I note a strange preponderance of rabbits in the above: Harvey, the invisible six-foot rabbit, who befriends Elwood P. Dowd in the 1950 Jimmy Stewart film of the same name; that creepy white rabbit, with his stuffing leaking out, in Jan Švankmajer's 1988 version of Alice; above all, those heroic little girls setting off to make their way back home in Rabbit-Proof Fence ...

More to the point, there were quite a few films that didn't make the final cut. I would have loved to include one of the Marvel Avengers movies: Infinity War (2018) or Endgame (2019), perhaps. But much though I enjoyed them, it was hard to persuade myself that they were actually very good movies, despite a few intensely stirring setpieces: "Avengers - assemble!"

Gregory Jacobs's brilliant thriller Wind Chill (2007) should have been in there.
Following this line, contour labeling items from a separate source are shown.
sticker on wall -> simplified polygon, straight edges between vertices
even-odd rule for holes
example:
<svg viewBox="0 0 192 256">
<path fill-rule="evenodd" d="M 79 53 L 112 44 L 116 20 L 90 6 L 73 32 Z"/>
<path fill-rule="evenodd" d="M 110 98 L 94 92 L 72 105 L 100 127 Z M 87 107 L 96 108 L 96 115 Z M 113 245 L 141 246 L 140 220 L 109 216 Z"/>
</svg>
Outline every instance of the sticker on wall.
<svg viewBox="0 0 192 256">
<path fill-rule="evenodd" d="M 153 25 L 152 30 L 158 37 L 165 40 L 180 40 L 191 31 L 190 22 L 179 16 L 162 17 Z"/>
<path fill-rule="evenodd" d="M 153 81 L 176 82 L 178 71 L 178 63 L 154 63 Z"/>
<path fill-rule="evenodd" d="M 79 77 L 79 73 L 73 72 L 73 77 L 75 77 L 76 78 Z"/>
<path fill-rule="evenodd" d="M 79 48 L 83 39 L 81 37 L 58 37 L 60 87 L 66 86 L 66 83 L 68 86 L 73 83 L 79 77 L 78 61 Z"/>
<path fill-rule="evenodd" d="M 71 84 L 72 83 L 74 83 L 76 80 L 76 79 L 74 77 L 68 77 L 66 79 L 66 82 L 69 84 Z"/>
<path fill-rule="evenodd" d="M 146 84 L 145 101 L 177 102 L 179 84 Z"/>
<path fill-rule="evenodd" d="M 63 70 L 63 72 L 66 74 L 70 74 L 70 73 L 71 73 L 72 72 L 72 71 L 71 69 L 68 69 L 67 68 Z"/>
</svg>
So should Jean Vigo's classic L'Atalante (1934). So should Cy Enfield's Zulu (1964). I'd have also liked to have included a Sergei Bondarchuk film: perhaps Waterloo (1970) rather than the more self-consciously epic War and Peace.

And then there was the wonderful James Baldwin documentary below. Perhaps that could be my no 101, in fact. It certainly deserves it.

Raoul Peck, dir. I Am Not Your Negro (2016)

So thanks again for the wonderful idea, Bill. I can't claim to have interpreted it in quite the same way that you did, but I doubt if I would have taken the trouble if it hadn't been for your fascinating collection of poems.